General industrial and food/beverage pre-filtration
Industrial water treatment and string-wound depth cartridges, such as PLX-type filter elements, offer a cost-effective first stage to capture coarse and mid-range sediment. Food and beverage water filter applications benefit from the same approach before tighter polishing stages.
Upgrading to PP pleated cartridges, such as PPM-type designs, improves clarity and reduces replacement frequency. Water pressure stability improves across the train, particularly ahead of membranes or point-of-use polishing equipment.
How to Choose the Right Filter for Your Application

Start by confirming temperature and chemical compatibility, then evaluate solids loading and effluent targets. Match the appropriate filter cartridge to each stage based on feed chemistry, temperature, and target effluent spec. Use these decision factors to choose the right filter for your system:
- Temperature and chemistry: High-temperature or aggressive fluids require string-wound cartridges with stainless steel cores. Moderate-temperature streams suit all-PP pleated designs.

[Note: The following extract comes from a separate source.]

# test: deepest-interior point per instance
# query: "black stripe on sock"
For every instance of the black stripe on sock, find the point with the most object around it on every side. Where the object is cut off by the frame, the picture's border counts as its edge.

- Solids loading: Feeds with broad, unpredictable particle distributions favor string-wound depth cartridges as pre-filters. Stable feeds benefit from the higher efficiency of pleated filter cartridges.
- Effluent targets: When documented removal efficiencies matter, pleated filter cartridge designs with published efficiency curves provide clearer design margins than nominal-depth filtration ratings.
- Staged approach: Many filter applications perform best with an economical string-wound pre-filter paired with PP pleated cartridges downstream. Staged cartridge filters balance protection and filter spend across demanding industrial filtration applications.
Selecting the right cartridge type – and pairing them correctly across stages – is where مرشح بولنر works most closely with engineering and procurement teams. Pullner manufactures both PLX-style string-wound cartridges and PPM and HPPV pleated families in-house at a 15,200 m² ISO 9001 facility, with PMI pore analysis, SEM verification, and IFTS single-pass testing applied to every filter line. That depth of testing matters most when a filtration train mixes depth and surface designs across temperature, solids loading, and effluent targets that don’t tolerate guesswork.
For staged systems, Pullner supplies PLX string-wound cartridges for high-temperature and heavy-solids pre-filtration alongside PPM and HPPV خراطيش مطوية for downstream particle control at 0.1 to 70 microns. High flow filter cartridges extend the same range for large-volume duties, with bulk and OEM orders shipped under 100% factory testing and batch-level traceability. Custom yarn, end-cap, and core configurations are available where standard cartridges don’t match the feed.
Contact Pullner Filter’s engineering team to request a quote, free filtration testing, custom filter design, and up to two free samples for your application.
String Wound vs. Pleated Water Filters FAQs
How often should these filters be changed?
Change a filter cartridge when differential pressure rises 20–25% above baseline or reaches the cartridge’s rated change-out limit. Under normal solids loading, most industrial filtration systems reach that point every few months. Condition-based replacement protects downstream equipment and avoids premature changeouts.
Can pleated and string wound filters be used together?
Yes. A string-wound filter upstream serves as a depth filter pre-filter, handling high solids loading, while pleated filter cartridges downstream deliver finer particle control and longer service intervals. Staged filter elements in a multi-stage industrial water train balance protection and filter spend across the system.
Do these filters remove bacteria or microorganisms?
No, standard string-wound and polypropylene pleated sediment filters remove particles by size. Bacteria and viruses pass through both designs. Industrial filtration systems requiring microbial control need a dedicated disinfection stage or a sterilizing-grade membrane rated at 0.2 microns or finer.